İnsanların zaaflarından, korkularından ve cahilliklerinden beslenen dinler ve din nedeniyle güç, otorite ve büyük maddi imkanlar elde etmiş din adamları insanlığın daha fazla acı ve korku çekmesine neden olmuştur.
Filmi seyrederken bunları düşünüp durdum işte..
Film aslında Goya ile alakalı gibi gözükse de Goya'nın bir biyografisi değil. Goya'nın gözünden o dönemi bize anlatıyor. İspanya'da zamanın en büyük kurumu olan Engisizyon mahkemelerini, Katolik olmayanların sistematik bir şekilde bulunup , yargılanıp, tutuklanmalarını, yapılan işkenceleri, rüzgar ne tarafa doğru eserse o tarafa dönen fırıldakları, sonra Fransızların İspanya'yı işgalini, özgürlük adı altında yapılan kıyımları, halkın kim başa geçerse ona tapınmasını, keser döner sap döner, gün gelir hesap döner lafını bize bir kez daha doğrulatarcasına kötülükleri ayağına dolanan insanları, kısaca günümüze gelene kadar yüzlercesini okuduğumuz, seyrettiğimiz ve hala da şahit olmaya devam ettiğimiz erk sahibi insanların yüzünü anlatıyor bu film.

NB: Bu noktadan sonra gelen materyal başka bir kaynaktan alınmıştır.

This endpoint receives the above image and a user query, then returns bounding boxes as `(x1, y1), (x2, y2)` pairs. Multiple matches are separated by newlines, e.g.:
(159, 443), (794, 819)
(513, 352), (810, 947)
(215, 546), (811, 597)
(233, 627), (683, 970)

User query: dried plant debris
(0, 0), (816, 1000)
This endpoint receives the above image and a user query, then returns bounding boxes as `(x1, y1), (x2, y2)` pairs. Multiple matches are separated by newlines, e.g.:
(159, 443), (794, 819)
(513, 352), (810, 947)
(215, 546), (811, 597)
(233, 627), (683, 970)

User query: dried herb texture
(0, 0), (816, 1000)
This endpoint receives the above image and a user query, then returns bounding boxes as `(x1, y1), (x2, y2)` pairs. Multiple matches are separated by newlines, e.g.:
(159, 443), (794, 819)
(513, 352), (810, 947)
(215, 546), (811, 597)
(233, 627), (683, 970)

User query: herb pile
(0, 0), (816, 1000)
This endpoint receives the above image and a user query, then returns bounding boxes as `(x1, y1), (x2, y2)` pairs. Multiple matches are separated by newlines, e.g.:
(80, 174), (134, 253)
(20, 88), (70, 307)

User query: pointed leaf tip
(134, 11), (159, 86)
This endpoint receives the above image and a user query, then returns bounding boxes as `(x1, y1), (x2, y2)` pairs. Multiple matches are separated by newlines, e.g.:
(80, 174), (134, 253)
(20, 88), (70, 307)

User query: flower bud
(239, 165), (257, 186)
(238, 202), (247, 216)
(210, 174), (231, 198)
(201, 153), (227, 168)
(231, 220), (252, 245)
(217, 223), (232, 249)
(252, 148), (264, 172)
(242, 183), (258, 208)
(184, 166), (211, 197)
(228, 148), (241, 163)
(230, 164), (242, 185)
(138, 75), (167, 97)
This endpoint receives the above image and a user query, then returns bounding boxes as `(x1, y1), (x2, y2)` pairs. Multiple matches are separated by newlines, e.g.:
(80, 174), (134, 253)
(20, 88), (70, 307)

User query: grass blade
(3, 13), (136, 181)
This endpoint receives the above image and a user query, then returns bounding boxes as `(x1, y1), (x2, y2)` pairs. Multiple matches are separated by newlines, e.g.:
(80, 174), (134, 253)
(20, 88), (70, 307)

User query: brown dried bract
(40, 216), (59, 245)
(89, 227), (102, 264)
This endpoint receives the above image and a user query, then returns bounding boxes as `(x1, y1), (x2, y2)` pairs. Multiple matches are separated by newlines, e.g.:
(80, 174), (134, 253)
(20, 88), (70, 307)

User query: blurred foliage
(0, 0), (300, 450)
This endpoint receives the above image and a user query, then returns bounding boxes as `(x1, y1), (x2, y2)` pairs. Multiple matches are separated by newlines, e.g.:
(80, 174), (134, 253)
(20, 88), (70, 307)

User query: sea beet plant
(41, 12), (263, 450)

Goya ise, dediğim gibi bu filmin gözleri..
Film, güzel...Ama Milos Forman'ın bir Guguk Kuşu, bir Amadeus'u değil..Belki kurgunun kimi yerlerde çok hızlanmasından, kimi yerlerde de yavaşlığından...Belki anlatılacak çok şeyin anlatılmaya çalışılmasından.. Belki de filmin İspanyolca değil de İngilizce olmasından..Bilmiyorum tam nedenini ama beni diğer filmleri kadar heyecanlandırmadı.. Javier Bardem ve Natalie Portman'ın şahane oyunculuklarına rağmen..Goya'yı oynayan Stellan Skarsgard'ın da hakkını vermek lazım..
Filmin final sahnesinin de beni benden aldığını söylemeden geçemeyeceğim..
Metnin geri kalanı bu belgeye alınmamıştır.